The business cycle is a quasi-periodic oscillation characterized by periods of expansion and contraction of the economy, lasting on average from three to five years. Because most time series are too short for the identification of a trend, the cycle and the trend are estimated jointly and referred to as the trend-cycle. As a result the concept of trend loses importance. The trend-cycle is considered a fundamental component, reflecting the underlying socio-economic conditions, as opposed to seasonal, trading-day and transient irregular fluctuations.

The proper identification of cycles in the economy requires a definition of contraction and expansion. The definition used in capitalistic countries to produce the chronology of cycles is based on fluctuations found in the aggregate economic activity. A cycle consists of an expansion phase simultaneously present in many economic activities, followed by a recession phase and by a recovery which develops into the next expansion phase. This sequence is recurrent but not strictly periodic. Business cycles vary in intensity and duration. In Canada for example, the 1981 recession was very acute but of short duration, whereas the 1991 recession was mild and of long duration. Business cycles can be as short as 18 months and as long as 10 years.

A turning point is called a peak or downturn when the next estimate of the trend-cycle indicates a decline in the level of activity; and a trough in the opposite situation. There are many ways to determine when a downturn occurs, but in general, a downturn is deemed to occur at time t in the trend-cycle of monthly series, if

$c_{t-l} \leq \ldots \leq_{c_{t-1}}>c_{t} \geq c_{t+1}$                                                         (12.a)

and an upturn, if

$c_{t-l} \geq \ldots \geq c_{t-1} \text { < } c_{t} \leq c_{t+1}$.                                                    (12.b)

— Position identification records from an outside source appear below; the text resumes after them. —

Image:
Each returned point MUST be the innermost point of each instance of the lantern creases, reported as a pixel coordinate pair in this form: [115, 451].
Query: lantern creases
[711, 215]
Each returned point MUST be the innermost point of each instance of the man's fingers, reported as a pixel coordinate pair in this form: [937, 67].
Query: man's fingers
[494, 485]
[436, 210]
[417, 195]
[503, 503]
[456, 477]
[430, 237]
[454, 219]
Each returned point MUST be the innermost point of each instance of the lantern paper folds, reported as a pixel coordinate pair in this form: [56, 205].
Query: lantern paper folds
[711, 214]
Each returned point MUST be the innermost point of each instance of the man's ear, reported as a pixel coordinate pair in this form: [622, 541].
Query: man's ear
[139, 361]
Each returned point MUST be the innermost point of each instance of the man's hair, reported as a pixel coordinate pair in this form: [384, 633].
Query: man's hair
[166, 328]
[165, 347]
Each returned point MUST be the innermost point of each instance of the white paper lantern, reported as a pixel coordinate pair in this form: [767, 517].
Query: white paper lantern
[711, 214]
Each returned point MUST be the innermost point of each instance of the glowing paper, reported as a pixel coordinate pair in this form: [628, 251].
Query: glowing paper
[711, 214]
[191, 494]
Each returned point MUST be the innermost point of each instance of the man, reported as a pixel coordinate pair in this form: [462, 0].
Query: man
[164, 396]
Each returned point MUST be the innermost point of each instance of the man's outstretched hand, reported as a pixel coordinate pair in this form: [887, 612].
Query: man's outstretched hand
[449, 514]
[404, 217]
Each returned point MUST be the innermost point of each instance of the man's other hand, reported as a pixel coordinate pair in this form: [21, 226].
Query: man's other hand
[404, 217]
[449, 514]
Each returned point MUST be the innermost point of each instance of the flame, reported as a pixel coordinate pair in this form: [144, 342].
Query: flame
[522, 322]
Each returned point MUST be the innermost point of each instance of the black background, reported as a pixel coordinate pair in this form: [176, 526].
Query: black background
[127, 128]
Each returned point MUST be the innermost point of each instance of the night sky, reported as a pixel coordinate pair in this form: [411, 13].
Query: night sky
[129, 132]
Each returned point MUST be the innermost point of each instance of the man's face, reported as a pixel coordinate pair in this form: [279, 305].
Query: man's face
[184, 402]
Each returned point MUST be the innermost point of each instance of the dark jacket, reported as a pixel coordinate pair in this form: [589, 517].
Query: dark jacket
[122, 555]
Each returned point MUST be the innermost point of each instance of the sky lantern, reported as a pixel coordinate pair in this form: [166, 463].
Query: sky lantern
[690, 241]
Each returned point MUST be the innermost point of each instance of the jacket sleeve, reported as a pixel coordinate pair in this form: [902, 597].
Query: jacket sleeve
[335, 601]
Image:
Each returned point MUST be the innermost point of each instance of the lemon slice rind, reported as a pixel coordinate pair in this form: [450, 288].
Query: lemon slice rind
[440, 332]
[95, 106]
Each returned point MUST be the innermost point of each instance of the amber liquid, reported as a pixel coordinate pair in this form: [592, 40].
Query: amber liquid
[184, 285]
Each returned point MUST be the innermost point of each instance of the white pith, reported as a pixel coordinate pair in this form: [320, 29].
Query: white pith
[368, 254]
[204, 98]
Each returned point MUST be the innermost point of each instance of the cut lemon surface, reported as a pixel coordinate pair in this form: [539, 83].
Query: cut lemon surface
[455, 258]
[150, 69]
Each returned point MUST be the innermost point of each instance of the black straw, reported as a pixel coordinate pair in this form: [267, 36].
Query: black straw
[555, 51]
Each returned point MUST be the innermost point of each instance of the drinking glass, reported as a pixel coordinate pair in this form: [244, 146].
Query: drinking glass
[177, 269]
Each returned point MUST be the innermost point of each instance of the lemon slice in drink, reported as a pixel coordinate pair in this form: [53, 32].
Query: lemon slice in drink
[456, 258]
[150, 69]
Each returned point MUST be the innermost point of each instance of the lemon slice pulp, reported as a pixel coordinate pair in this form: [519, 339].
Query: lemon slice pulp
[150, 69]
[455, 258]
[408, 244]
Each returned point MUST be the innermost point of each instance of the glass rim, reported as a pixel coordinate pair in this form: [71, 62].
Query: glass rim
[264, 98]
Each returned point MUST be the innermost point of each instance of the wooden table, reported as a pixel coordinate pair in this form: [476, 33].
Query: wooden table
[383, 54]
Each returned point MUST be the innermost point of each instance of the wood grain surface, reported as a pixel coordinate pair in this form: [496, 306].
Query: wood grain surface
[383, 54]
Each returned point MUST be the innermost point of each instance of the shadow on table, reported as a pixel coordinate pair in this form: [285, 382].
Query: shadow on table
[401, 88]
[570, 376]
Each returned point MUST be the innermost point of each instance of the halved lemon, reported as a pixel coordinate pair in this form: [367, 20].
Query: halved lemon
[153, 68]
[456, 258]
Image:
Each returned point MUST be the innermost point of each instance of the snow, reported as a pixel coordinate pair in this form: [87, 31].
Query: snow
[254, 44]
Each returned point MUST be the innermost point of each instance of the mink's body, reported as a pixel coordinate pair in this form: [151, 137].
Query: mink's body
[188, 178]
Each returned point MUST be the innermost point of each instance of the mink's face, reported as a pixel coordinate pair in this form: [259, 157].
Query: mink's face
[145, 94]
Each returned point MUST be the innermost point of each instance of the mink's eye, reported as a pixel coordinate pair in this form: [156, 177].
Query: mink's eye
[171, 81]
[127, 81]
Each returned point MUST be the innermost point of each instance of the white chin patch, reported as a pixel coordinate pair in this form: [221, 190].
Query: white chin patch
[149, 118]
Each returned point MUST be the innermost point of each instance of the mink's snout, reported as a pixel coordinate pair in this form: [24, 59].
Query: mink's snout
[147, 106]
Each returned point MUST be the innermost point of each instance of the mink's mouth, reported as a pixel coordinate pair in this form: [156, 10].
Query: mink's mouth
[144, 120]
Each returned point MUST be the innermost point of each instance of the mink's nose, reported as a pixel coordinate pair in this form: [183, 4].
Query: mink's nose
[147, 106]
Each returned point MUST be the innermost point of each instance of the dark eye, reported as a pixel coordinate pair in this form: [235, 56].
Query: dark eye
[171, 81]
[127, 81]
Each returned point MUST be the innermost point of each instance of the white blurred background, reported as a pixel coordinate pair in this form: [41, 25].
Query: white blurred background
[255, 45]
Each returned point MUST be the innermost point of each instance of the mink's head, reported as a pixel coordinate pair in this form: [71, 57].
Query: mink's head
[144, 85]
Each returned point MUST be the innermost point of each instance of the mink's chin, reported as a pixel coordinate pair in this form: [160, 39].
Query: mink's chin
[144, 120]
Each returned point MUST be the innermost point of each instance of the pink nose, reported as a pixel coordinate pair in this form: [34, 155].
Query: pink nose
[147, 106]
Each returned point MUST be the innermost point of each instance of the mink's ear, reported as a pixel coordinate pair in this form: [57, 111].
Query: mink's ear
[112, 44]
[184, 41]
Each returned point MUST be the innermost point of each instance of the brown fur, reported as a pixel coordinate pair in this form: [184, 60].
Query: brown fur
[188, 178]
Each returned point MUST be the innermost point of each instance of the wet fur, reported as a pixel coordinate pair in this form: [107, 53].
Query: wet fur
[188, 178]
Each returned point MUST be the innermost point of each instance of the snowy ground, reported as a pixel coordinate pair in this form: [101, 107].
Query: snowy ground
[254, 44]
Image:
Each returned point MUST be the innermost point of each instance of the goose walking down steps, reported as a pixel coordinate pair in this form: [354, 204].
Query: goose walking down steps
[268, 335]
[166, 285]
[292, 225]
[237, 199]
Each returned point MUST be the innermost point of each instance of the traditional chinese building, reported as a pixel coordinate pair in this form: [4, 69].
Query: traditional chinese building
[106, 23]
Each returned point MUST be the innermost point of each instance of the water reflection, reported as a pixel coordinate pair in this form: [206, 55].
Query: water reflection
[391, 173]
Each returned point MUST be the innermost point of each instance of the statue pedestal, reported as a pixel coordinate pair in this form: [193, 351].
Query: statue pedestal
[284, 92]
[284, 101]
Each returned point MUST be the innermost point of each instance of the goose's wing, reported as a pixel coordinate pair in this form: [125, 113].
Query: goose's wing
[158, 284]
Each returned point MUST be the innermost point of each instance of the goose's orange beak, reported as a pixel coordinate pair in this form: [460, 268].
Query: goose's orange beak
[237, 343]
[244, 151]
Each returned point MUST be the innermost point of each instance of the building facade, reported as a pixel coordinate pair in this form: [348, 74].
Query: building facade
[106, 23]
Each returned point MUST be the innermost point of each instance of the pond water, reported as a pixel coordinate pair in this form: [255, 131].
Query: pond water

Thus, a single change to a lower level $c_{t}$ , between $t+1$ and $t$, qualifies as a downturn, if $c_{t+1} \leq c_{t}$ and $c_{t-3} \leq c_{t-2} \leq c_{t-1}$; and conversely for an upturn.

The dating of downturns and upturns is based on a set of economic variables related to production, employment, income, trade and so on.

Similarly to the trend, the models for cyclical variations can be deterministic or stochastic. Deterministic models often consist of sine and cosine functions of different amplitude and periodicities. Stochastic models of the ARIMA type, involving autoregressive models of order 2 with complex roots, have been used to model business cycles.